War.
"If the Prince of Conde comes back." What had the Prince of Conde, his
comings and his goings, to do with this vast enterprise?
It is time to point to the golden thread of most fantastic passion which
runs throughout this dark and eventful history.
One evening in the beginning of the year which had just come to its close
there was to be a splendid fancy ball at the Louvre in the course of
which several young ladies of highest rank were to perform a dance in
mythological costume.
The King, on ill terms with the Queen, who harassed him with scenes of
affected jealousy, while engaged in permanent plots with her paramour and
master, the Italian Concini, against his policy and his life; on still
worse terms with his latest mistress in chief, the Marquise de Verneuil,
who hated him and revenged herself for enduring his caresses by making
him the butt of her venomous wit, had taken the festivities of a court in
dudgeon where he possessed hosts of enemies and flatterers but scarcely a
single friend.
He refused to attend any of the rehearsals of the ballet, but one day a
group of Diana and her nymphs passed him in the great gallery of the
palace. One of the nymphs as she went by turned and aimed her gilded
javelin at his heart. Henry looked and saw the most beautiful young
creature, so he thought, that mortal eye had ever gazed upon, and
according to his wont fell instantly over head and ears in love. He said
afterwards that he felt himself pierced to the heart and was ready to
faint away.
The lady was just fifteen years of age. The King was turned of
fifty-five. The disparity of age seemed to make the royal passion
ridiculous. To Henry the situation seemed poetical and pathetic. After
this first interview he never missed a single rehearsal. In the intervals
he called perpetually for the services of the court poet Malherbe, who
certainly contrived to perpetrate in his behalf some of the most
detestable verses that even he had ever composed.

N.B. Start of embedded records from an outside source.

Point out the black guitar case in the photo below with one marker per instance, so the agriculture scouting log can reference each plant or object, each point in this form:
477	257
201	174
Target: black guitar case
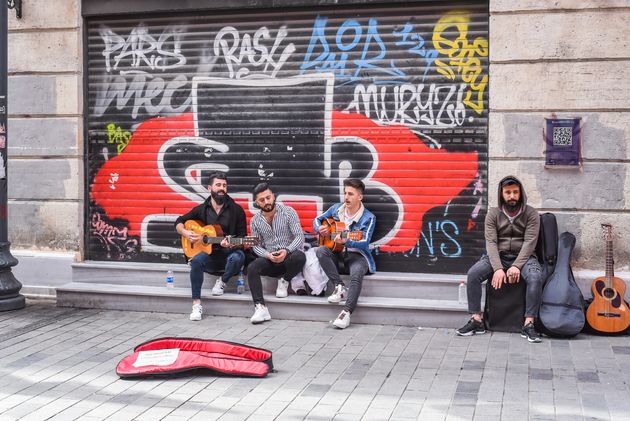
562	306
547	245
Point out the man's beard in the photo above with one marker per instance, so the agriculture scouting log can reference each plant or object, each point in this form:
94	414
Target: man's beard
512	206
218	199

The nymph was Marguerite de Montmorency, daughter of the Constable of
France, and destined one day to become the mother of the great Conde,
hero of Rocroy. There can be no doubt that she was exquisitely beautiful.
Fair-haired, with a complexion of dazzling purity, large expressive eyes,
delicate but commanding features, she had a singular fascination of look
and gesture, and a winning, almost childlike, simplicity of manner.